3. Acting is reacting–to your scene partner, environment, and circumstance.

Tuesday – Upper Level Improv Class Show

4. The ending of the show will leave the most lasting impression.
5. Never leave your scene partners hanging.
6. The “star” of an improv show isn’t the person with the most stage time, it’s the person with the most support moves.

Wednesday – Amateur Improv Show

7. Bigger / louder characters does not mean funnier.
8. Amateurs go for blue comedy by default.
9. Emotional reactions are entertainment.

Thursday – Professional Dance Show

10. It’s the job of the performers to tell the audience what they should be paying attention to.
11. When the audience can tell you are having fun on stage, they’ll have more fun.
12. Repetition (plus variation) and mirroring actions is fulfilling for the audience.

Friday – Professional Improv Show

13. It is better to edit too soon than too late.
14. Be specific–it’s funnier.
15. Commit fully and do it immediately.

Saturday – Amateur Television Script Read

16. Make a choice. It doesn’t matter what choice, just make one.
17. Know your audience and know what they know.
18. You have to sell it. Hilarious lines are ruined by poor performance. Poor lines are improved by commitment and confidence.

Sunday – Semi-Professional Play

19. A mistake is only a mistake on stage when it is called out as one.  Otherwise the audience thinks that it was supposed to happen.
20. Know the history of the character, even if it never is said or written.
21. Look for the deeper meaning in the words or actions.

From everything that I’ve read, been taught, learned and experienced when it comes to improv, they are concepts and ideas that come back time and time again.  And if you were to take those concepts, put them in a pot, and stir, you’d have an “ideal improviser” soup.

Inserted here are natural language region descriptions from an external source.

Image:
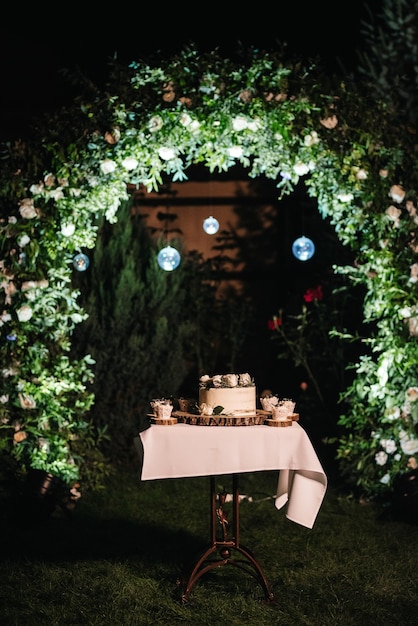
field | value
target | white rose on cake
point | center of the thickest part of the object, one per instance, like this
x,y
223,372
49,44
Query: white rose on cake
x,y
230,380
245,380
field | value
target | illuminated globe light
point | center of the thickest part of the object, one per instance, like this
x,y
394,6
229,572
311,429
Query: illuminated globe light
x,y
303,248
81,262
168,259
211,225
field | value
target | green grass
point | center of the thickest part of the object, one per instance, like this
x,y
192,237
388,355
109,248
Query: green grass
x,y
116,560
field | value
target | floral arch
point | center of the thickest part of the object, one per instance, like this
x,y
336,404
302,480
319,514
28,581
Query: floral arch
x,y
153,120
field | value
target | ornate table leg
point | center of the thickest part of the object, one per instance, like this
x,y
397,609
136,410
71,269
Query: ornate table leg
x,y
225,547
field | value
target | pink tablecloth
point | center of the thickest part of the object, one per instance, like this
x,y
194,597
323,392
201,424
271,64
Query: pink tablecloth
x,y
181,451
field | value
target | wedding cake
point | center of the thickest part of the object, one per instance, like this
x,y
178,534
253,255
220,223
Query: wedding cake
x,y
227,394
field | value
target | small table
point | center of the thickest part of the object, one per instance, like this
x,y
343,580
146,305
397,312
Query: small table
x,y
182,450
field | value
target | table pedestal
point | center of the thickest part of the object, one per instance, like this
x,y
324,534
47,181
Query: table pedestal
x,y
224,550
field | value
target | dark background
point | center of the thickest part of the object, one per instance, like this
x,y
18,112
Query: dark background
x,y
38,42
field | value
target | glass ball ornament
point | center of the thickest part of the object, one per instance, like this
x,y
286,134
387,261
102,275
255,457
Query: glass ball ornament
x,y
211,225
168,259
303,248
81,262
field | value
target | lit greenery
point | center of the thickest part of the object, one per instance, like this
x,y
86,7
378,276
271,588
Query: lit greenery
x,y
152,122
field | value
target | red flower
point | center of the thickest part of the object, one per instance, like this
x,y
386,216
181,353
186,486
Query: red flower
x,y
313,294
274,323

The ideal improviser doesn’t think about these things, he just does them.  (Of course until you reach that stage, you’ll probably have to think about them from time to time, even if it means getting in your head.  That’s what rehearsals are for).

The Ideal Improviser…

Doesn’t Think – The motto of the Upright Citizen’s Brigade Theater is “Don’t Think.”  It’s true, the ideal improviser doesn’t think about The Rules, or even this list of things; he listens, builds on what’s been established, and plays.

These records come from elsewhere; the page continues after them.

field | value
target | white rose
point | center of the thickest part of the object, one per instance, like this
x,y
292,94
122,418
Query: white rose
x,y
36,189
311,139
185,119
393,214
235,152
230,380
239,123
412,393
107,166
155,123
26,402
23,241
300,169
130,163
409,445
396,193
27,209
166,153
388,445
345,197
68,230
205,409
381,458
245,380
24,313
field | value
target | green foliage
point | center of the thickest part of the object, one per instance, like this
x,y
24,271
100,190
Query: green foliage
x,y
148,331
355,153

Listens – No man is an island and no improviser can survive without his scene partners.  Listening is the key to building a completely improvised world.  After all, as Truth in Comedy tells us, “The only star in improv is the ensemble itself.”

Ignores the Rules – The entire premise of Mick Napier’s book Improvise is that you don’t need to even know the rules to have a great improv scene.  Asking questions, or saying no can work as long as you have commitment and agreement from your scene partners.  As Charna Halpern says in Truth in Comedy, “The only rule that can never be broken is the rule of agreement.”

Is Specific – Specificity is what adds spice to an improv scene and helps bridge the gap between what is real and what the audience sees as “real.”  As Tim Kazurinsky said, “The trick is to pretend that none of it is pretend.”  This comes in the form of being specific–in dialogue, references, character choices, object work, and stage picture.

Changes Things Up – Too much of the same can get boring, even if it started out great.  No one wants to do (or see) anything that is the same for 50 straight minutes, even laughing–they need a break.  The ideal improviser shows variety in character, emotion, status–everything.

Acts – In Improvise, Mick Napier said “Do something.”  In Impro, Keith Johnstone said “More than laughter they [the audience] want action.”  The ideal improviser does something and takes action.  There is no hesitation and there is no talking about what might make for an interesting scene.  The ideal improviser shows, not tells.

Has Fun – Mick Napier is quoted in The Second City Almanac of Improvisation as saying “At the heart of improvisation is play.”  That’s why the ideal improviser gets onstage: to have fun.

The ideal improviser is just that, an ideal.  He doesn’t actually exist.  But following the guidelines above, distilled from the rules, non-rules, and generalities of various methodologies, you can get closer to that ideal improvisers.  And just like the chicken dance, my friends, that’s what it’s all about.